According to the organization, “Yad Leisha of Ohr Torah Stone is the largest organization in the world working for the release of agunos. Every year, the organization provides 150 women with legal assistance in the batei din, while finding halachic solutions, along with emotional accompaniment through social workers and personal training, until the desired divorce is obtained and their release from the bonds of their agunah status. Over the years, the organization’s rabbinical claimants and lawyers have helped thousands of clients win their freedom, and today they continue to work tirelessly to represent hundreds more clients waiting for the desired get”.

(YWN Israel Desk – Jerusalem)




9 COMMENTS

  1. Rav Elyashiv (and others) have paskened that if a beis din orders a husband to give a Get when halachicly he has no obligation to give a Get, then the resulting Get that he gives is a Get Me’usa and thus invalid. The wife remains married to him despite the purported Get and if she purports to remarry it is adultery and future children are mamzeirim.

    The Israeli Zionist rabbanut beit dins are not renowned for their strict adherence to halacha (remember the Goren mamzeirim affair?), and as such their rulings are suspect as such.

  2. TryingToStayCalm and Zalman, can we really say that this is a forced Get? No one is forcing him to do anything, but it just so happens that he’ll have the inconvenient option to be fired. Would it be considered forced to refuse an aliyah or daven shliach sibur for one who refuses a Get? Would it be considered forced to refuse to offer your goods and services to one who refuses to give a Get? (such as dental, routine medical, an eatery establishment, etc). I’d say that the stubborn individual CHOSE his option of a life of poverty, embarrassment, driving an extra 2 hours for a dental cleaning, etc. Certainly that is a choice!

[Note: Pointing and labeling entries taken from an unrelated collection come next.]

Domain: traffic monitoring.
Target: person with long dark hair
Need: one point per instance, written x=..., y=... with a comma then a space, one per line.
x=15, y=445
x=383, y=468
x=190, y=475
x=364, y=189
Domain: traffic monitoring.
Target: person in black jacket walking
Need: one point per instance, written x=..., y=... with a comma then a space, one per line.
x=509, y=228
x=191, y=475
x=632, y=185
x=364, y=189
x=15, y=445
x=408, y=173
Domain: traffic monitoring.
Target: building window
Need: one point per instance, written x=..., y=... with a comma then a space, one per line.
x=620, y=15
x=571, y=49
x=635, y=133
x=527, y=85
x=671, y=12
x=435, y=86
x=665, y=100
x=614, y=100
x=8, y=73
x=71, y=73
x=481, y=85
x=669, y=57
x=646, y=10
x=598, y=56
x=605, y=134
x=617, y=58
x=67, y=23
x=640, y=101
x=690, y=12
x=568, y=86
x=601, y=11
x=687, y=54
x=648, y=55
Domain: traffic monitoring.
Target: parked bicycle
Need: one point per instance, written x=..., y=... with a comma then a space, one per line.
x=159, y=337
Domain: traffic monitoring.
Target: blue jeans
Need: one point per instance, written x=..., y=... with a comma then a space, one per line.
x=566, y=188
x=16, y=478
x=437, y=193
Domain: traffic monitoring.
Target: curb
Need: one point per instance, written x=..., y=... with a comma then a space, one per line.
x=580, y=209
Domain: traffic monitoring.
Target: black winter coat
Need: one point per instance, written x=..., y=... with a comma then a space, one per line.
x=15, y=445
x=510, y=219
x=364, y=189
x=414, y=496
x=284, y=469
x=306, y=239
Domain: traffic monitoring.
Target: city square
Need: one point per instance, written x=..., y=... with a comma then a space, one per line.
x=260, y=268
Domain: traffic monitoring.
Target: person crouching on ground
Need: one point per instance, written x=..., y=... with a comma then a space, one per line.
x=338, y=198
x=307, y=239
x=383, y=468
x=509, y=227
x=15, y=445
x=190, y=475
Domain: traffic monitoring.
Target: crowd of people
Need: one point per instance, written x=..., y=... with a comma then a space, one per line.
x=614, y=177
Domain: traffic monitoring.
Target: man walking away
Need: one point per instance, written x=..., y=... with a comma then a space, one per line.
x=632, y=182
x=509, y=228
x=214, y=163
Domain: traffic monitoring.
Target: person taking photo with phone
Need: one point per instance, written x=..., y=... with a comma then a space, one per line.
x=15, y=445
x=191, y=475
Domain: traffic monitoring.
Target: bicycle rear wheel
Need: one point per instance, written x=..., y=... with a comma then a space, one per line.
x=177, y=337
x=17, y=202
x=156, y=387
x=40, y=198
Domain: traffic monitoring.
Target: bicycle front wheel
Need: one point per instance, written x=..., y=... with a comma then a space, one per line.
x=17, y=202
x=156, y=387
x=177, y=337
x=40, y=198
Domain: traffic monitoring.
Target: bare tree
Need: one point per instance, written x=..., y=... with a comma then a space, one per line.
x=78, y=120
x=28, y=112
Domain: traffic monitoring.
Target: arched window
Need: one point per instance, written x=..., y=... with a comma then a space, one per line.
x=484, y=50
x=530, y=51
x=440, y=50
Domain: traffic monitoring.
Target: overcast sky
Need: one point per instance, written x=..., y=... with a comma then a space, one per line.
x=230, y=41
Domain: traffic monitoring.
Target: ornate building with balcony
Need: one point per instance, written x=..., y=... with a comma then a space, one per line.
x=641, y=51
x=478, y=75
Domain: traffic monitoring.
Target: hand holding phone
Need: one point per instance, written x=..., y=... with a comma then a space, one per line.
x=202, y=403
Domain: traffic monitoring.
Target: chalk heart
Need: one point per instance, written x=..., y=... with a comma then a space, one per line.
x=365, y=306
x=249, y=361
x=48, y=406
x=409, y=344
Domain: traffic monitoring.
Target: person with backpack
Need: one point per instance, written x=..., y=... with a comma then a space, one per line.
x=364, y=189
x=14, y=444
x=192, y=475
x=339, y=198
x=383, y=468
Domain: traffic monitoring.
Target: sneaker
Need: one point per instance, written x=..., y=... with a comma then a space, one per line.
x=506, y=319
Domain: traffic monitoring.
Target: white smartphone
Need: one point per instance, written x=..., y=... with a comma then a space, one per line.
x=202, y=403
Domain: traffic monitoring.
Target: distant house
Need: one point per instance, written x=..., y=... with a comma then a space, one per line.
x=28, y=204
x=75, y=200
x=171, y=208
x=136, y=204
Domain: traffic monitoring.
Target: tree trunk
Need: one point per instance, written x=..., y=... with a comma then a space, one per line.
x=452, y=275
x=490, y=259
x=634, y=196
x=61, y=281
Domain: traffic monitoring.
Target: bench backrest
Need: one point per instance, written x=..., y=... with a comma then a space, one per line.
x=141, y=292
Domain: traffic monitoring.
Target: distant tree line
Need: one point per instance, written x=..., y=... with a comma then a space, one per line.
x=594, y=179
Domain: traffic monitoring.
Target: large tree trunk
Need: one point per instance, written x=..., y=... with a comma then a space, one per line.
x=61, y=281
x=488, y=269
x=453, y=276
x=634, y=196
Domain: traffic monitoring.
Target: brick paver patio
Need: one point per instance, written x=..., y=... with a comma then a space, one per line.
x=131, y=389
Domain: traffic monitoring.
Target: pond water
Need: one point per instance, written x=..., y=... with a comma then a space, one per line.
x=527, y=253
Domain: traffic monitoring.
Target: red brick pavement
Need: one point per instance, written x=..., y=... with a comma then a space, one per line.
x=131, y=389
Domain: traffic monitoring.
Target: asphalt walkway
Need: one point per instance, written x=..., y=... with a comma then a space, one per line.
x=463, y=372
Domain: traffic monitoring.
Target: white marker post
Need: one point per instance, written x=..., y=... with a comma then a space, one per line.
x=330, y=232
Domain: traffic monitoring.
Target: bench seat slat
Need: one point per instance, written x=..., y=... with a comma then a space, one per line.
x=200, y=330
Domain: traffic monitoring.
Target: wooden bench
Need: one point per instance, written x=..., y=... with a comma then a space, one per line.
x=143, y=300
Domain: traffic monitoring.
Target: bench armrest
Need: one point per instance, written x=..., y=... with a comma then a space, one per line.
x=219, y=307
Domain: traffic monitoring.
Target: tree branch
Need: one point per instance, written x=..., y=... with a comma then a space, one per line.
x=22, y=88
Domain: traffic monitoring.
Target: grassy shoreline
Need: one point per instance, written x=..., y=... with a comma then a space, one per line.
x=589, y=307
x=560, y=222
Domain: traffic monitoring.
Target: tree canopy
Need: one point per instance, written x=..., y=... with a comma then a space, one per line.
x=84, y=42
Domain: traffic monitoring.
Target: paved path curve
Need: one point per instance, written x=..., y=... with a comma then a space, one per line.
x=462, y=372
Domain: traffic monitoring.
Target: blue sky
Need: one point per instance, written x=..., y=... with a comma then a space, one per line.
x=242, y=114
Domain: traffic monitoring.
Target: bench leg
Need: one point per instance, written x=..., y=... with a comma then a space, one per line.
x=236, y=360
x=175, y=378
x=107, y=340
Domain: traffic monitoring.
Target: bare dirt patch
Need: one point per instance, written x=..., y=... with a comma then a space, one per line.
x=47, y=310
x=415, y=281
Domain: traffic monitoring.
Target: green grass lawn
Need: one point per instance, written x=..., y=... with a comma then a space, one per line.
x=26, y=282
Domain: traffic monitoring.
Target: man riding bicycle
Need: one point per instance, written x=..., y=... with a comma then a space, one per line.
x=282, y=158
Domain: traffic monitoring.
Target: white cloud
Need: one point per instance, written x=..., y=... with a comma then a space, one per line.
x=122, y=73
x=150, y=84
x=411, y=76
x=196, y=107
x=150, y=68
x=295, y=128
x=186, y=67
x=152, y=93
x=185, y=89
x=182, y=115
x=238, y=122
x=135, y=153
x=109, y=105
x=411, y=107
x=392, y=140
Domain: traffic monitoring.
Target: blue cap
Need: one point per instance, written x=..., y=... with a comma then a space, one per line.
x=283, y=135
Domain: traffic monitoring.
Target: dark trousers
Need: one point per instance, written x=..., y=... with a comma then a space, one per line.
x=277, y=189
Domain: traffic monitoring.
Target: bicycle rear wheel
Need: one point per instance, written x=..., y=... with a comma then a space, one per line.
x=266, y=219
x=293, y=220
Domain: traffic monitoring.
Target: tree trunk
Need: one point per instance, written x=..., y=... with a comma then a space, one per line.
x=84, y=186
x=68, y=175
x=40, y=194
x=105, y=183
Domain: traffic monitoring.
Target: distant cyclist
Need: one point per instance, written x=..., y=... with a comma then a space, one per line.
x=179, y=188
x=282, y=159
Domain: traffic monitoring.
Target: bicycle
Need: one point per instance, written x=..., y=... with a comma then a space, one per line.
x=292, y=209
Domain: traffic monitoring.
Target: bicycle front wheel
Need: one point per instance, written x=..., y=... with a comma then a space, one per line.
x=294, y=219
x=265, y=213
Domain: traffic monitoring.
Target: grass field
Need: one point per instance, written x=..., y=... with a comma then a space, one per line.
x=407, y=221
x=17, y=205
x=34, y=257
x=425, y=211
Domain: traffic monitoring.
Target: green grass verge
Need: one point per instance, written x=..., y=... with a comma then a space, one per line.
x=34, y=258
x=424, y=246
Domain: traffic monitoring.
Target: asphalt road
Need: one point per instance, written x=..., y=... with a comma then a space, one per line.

  3. To add to my previous comment, I have been to wedding before where a (non-invited) male-cousin relative refusing to give a Get to his wife was told to be dismissed from the wedding hall. Because he chose not to leave, NYPD escorted him out in cuffs for trespassing a private affair. If he chose to give a Get that very night because of embarrassment, hunger, missing his grandmother at the wedding, etc then that is a choice. I don’t believe the father of the chusson (who called 911) was forcing this individual to eat crackers at home all alone. That was a choice, and although a wedding smorg with the simcha of family is better than eating crackers alone in a basement studio apartment, it was HIS choice and HIS option. He wouldn’t die eating measly crackers.

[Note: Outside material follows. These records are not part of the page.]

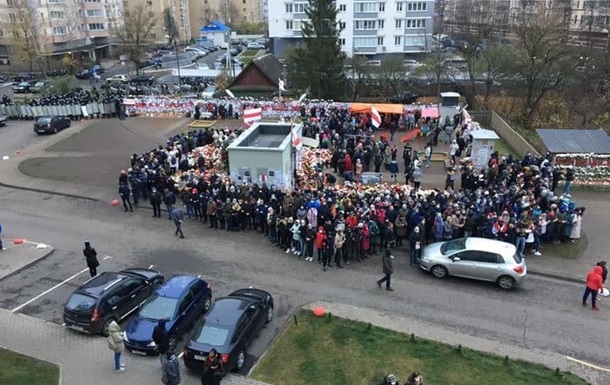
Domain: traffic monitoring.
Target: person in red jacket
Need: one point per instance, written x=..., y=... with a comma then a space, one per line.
x=594, y=285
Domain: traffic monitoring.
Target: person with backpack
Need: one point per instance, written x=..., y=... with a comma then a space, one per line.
x=91, y=258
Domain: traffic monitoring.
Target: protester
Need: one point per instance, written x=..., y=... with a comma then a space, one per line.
x=115, y=343
x=91, y=258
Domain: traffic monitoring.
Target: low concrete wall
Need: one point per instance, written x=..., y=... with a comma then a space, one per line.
x=513, y=138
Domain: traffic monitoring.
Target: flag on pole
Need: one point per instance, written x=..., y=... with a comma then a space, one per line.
x=375, y=117
x=252, y=115
x=296, y=139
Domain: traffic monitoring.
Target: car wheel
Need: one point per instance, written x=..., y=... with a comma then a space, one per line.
x=506, y=282
x=207, y=304
x=241, y=360
x=105, y=327
x=269, y=314
x=439, y=271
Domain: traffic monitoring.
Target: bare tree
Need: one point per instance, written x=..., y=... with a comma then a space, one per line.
x=135, y=33
x=24, y=28
x=542, y=60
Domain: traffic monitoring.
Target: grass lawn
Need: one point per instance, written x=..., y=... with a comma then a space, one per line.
x=17, y=369
x=567, y=250
x=319, y=351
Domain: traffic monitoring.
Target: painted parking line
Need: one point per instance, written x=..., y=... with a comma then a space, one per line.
x=592, y=366
x=53, y=288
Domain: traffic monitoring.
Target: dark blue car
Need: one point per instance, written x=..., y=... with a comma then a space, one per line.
x=180, y=300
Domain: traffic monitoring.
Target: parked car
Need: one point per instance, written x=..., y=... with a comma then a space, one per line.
x=476, y=258
x=38, y=86
x=117, y=79
x=51, y=124
x=107, y=297
x=179, y=301
x=22, y=87
x=255, y=45
x=143, y=80
x=229, y=327
x=209, y=92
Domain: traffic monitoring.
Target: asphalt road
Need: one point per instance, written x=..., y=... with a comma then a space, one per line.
x=543, y=314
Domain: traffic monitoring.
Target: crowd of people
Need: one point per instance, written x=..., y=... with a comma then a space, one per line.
x=331, y=218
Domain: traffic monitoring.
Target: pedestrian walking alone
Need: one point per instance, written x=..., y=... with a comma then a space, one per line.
x=91, y=258
x=177, y=215
x=161, y=339
x=171, y=369
x=115, y=343
x=388, y=270
x=595, y=284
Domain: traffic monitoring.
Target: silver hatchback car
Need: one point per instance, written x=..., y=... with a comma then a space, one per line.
x=475, y=258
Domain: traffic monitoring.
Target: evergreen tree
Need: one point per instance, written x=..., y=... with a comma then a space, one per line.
x=317, y=64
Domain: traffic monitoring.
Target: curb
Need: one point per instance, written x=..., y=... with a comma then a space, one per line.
x=279, y=332
x=556, y=276
x=45, y=256
x=32, y=189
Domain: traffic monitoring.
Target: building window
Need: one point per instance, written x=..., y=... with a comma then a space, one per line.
x=364, y=24
x=416, y=23
x=419, y=6
x=94, y=13
x=57, y=15
x=365, y=42
x=57, y=31
x=365, y=7
x=95, y=26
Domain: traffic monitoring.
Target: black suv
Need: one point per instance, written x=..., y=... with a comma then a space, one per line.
x=107, y=297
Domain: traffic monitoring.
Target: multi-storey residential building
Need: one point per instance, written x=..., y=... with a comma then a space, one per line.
x=81, y=28
x=587, y=22
x=227, y=11
x=374, y=28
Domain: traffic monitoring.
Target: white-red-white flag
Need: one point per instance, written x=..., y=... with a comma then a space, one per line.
x=252, y=115
x=296, y=139
x=375, y=117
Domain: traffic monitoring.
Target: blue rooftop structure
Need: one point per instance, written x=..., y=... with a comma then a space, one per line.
x=214, y=26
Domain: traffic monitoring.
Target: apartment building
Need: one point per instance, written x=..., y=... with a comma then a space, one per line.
x=81, y=28
x=227, y=11
x=586, y=21
x=374, y=28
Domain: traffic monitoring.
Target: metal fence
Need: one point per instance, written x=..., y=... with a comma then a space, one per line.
x=75, y=111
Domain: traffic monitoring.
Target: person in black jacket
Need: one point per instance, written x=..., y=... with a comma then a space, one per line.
x=161, y=338
x=155, y=201
x=91, y=258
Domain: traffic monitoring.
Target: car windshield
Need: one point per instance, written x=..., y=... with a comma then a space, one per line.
x=517, y=257
x=158, y=307
x=452, y=246
x=80, y=302
x=212, y=334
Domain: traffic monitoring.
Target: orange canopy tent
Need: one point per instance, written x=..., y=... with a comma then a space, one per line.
x=361, y=108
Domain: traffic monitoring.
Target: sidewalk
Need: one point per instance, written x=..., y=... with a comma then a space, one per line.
x=437, y=333
x=84, y=359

  4. zalman, trytostaycalm BH you are not dayanim. your knowledge of what creates a get meuseh is spoken like a true misogynist. your wives have every reason to be nervous.

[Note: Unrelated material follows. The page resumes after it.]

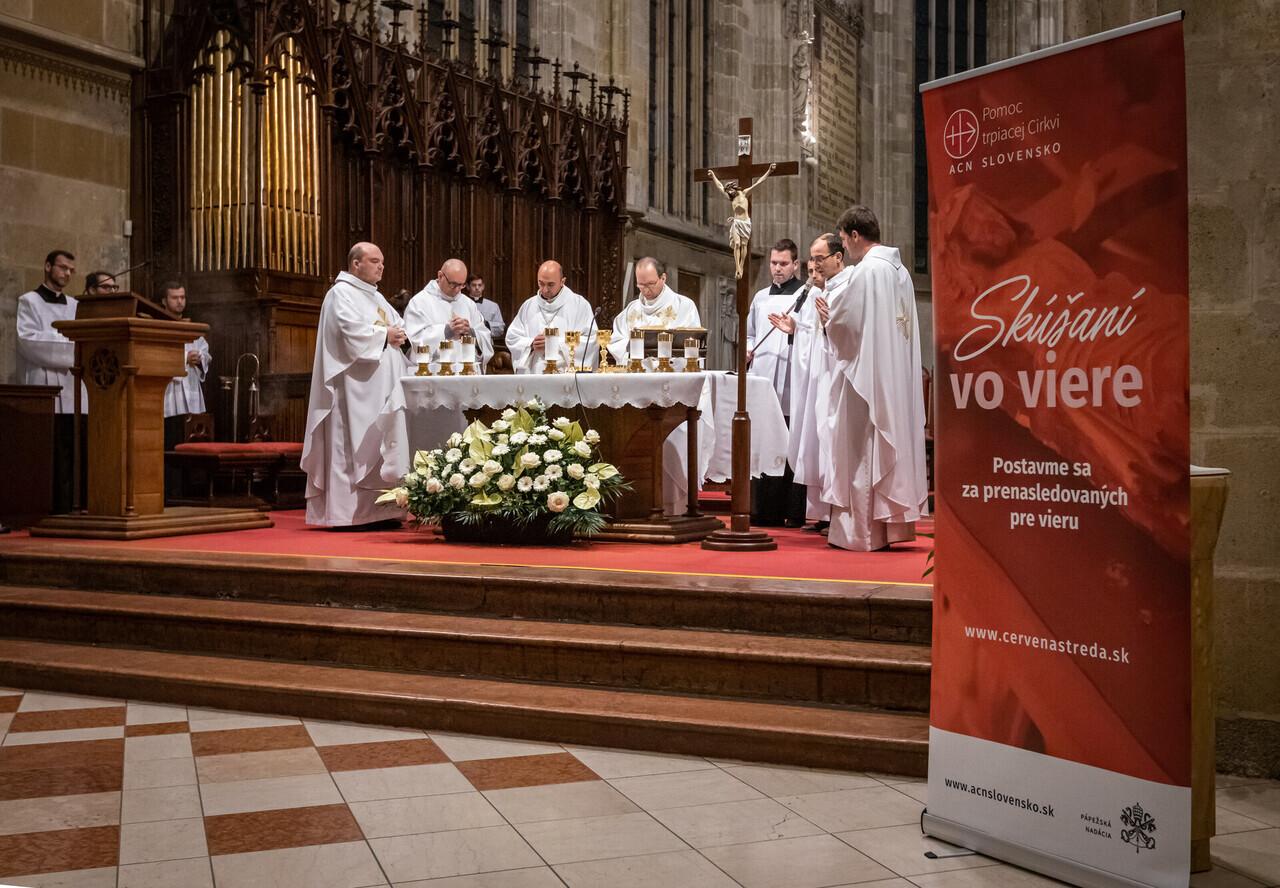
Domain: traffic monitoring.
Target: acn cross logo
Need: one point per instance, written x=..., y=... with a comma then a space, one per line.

  5. We don ‘t mix business and social life, hence Egged has no right to get involved in this family feud and dismiss/suspend this driver.
    a) There is a serious shortage of competent drivers as evinced by this tragic accident 2 days ago.
    b) There are more Agunim than Agunos right now, in Israel.

  6. @Zalman –
    1) There are opinions other than R’ Elyashiv. Also, R’ Elyashiv’s opinion could be considered far too broad in its definition of Get Me’useh.
    2) You clearly don’t know anything about how the Rabbanut works. These measures are a last resort when all else fails. I would imagine that in this case, all other means to get the husband to divorce his wife have failed.

    And anyway, since you seem to be of the ilk who stick to Batei Dinim rather than Archa’ot, wouldn’t you want a court that has the real means to impose its rulings upon litigants? The Batei Dinim outside the Rabbanut have no teeth – usually they forward litigants to Archa’ot for enforcement, those inside the Rabbanut framework have teeth and no need to go through Archa’ot.

    You can’t have it both ways.

    3) If you want to attack Rav Goren and the Rabbanut, do so without the ad hominem attack. It just makes your position weak.

    @147
    1) A court can impose such measures, so why not a Beit din, especially if you hold that a Beit Din is the proper forum for all litigation? Makes sense to me.
    2) Yes, there are more Agunim than Agunot.